Les services capables d'optimiser la présence de sa marque sur Internet ont le vent en poupe chez les PME. Pour autant, l'offre n'est pas encore tout à fait adaptée à leurs moyens et à leurs connaissances techniques.

Les petites et moyennes entreprises adoptent des stratégies marketing plus sophistiquées : c'est pourquoi les outils de gestion de la présence et de sa réputation sur le Web (ERPM pour E-Mail, Reputationand Presence Management) devraient s'y répandre. C'est ce qui se dégage des analyses de la société BIA/Kelsey. Pour mémoire, les outils de gestion ERPM rassemblent les informations, liens et publications relatives à une entreprise autour d’un seul tableau de bord, par lequel celle-ci peut surveiller plus facilement son impact marketing. Près de quatre millions de ces entreprises devraient alors utiliser des services de type ERPM pour communiquer en 2013. 
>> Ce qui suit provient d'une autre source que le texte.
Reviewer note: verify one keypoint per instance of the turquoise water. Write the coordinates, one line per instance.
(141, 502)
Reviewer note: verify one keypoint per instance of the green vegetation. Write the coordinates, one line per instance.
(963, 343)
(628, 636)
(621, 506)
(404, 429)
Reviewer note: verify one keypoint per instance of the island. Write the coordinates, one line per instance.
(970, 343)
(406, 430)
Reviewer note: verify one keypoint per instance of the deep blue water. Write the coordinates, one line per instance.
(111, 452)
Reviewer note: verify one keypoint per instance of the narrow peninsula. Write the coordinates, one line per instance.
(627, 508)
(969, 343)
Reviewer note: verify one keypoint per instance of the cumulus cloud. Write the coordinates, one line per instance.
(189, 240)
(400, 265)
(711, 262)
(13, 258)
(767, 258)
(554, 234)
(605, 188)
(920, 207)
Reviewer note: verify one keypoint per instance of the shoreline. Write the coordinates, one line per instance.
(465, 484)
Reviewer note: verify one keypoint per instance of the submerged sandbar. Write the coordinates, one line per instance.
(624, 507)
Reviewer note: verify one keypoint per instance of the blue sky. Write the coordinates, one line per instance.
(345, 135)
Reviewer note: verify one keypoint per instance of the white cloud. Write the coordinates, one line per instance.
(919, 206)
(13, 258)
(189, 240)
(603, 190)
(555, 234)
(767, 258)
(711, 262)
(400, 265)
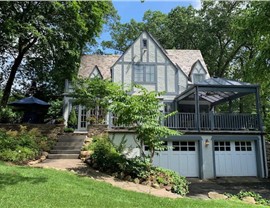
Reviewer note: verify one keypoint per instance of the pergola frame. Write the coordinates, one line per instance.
(217, 91)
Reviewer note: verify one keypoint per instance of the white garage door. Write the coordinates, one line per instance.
(235, 158)
(181, 156)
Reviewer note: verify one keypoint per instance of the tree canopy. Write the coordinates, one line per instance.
(43, 41)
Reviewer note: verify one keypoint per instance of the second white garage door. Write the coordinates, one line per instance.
(235, 158)
(182, 157)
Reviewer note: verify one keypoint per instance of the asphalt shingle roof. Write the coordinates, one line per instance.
(182, 58)
(103, 62)
(185, 59)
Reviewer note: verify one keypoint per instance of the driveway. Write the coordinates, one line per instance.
(200, 188)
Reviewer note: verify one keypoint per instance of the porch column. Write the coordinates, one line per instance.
(258, 107)
(197, 110)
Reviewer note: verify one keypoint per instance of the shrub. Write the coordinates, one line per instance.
(258, 198)
(68, 130)
(106, 158)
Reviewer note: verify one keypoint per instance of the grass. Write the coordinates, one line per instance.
(35, 187)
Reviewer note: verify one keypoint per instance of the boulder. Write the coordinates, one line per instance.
(215, 195)
(156, 186)
(44, 154)
(85, 153)
(42, 158)
(136, 180)
(168, 188)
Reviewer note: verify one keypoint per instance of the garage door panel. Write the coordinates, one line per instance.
(238, 160)
(182, 158)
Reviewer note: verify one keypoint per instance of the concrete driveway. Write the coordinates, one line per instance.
(233, 185)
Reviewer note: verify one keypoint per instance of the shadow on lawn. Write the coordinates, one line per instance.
(7, 179)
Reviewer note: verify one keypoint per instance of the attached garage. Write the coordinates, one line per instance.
(235, 158)
(181, 156)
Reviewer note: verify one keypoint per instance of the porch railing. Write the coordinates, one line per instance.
(213, 121)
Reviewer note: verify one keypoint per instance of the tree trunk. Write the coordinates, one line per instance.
(11, 78)
(17, 62)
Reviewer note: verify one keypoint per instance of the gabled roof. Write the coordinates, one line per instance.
(185, 59)
(29, 101)
(103, 62)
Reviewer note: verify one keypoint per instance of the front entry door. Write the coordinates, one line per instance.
(82, 116)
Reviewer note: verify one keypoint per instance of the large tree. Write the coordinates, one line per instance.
(43, 41)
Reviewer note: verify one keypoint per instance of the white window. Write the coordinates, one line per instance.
(198, 77)
(222, 146)
(144, 43)
(144, 73)
(184, 146)
(138, 73)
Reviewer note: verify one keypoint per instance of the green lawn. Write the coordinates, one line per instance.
(35, 187)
« Où et quand on parle de soi »
Au jour d'aujourd'hui, elles ne sont que 500 000. BIA/Kelsey reconnaît que la maîtrise du bouche-à-oreille sur support numérique reste un challenge pour les entreprises. "Même avec des services performants, il est encore très difficile d’avoir une complète maîtrise de ces nouveaux canaux de communication", affirme à L’Atelier Sébastien Hénon, directeur associé d’Idaho France. Et dans le cas des PME, d'autres difficultés s'ajoutent : elles ne sont traditionnellement pas adeptes des nouveaux médias et de leur potentiel marketing."Les outils d'e-réputation sont efficaces lorsqu’il s’agit de savoir où et quand on parle de soi", rappelle Sébastien Hénon.
« Avoir une complète maîtrise »
"Pour une PME, leur utilisation est capitale afin de tirer parti du bouche-à-oreille et d’améliorer sa présence sur Internet". Pour le directeur associé, cela signifie aussi que les fournisseurs de plates-formes marketing devront se montrer plus compétitifs, et leurs services plus accessibles aux petites entreprises. Car faire appel à des services externes n’est jusqu’à présent pas toujours à la portée des plus petites structures. Heureusement pour les fournisseurs, "la majeure partie des PME ne peut généralement pas mobiliser des effectifs conséquents pour ce genre de services marketing".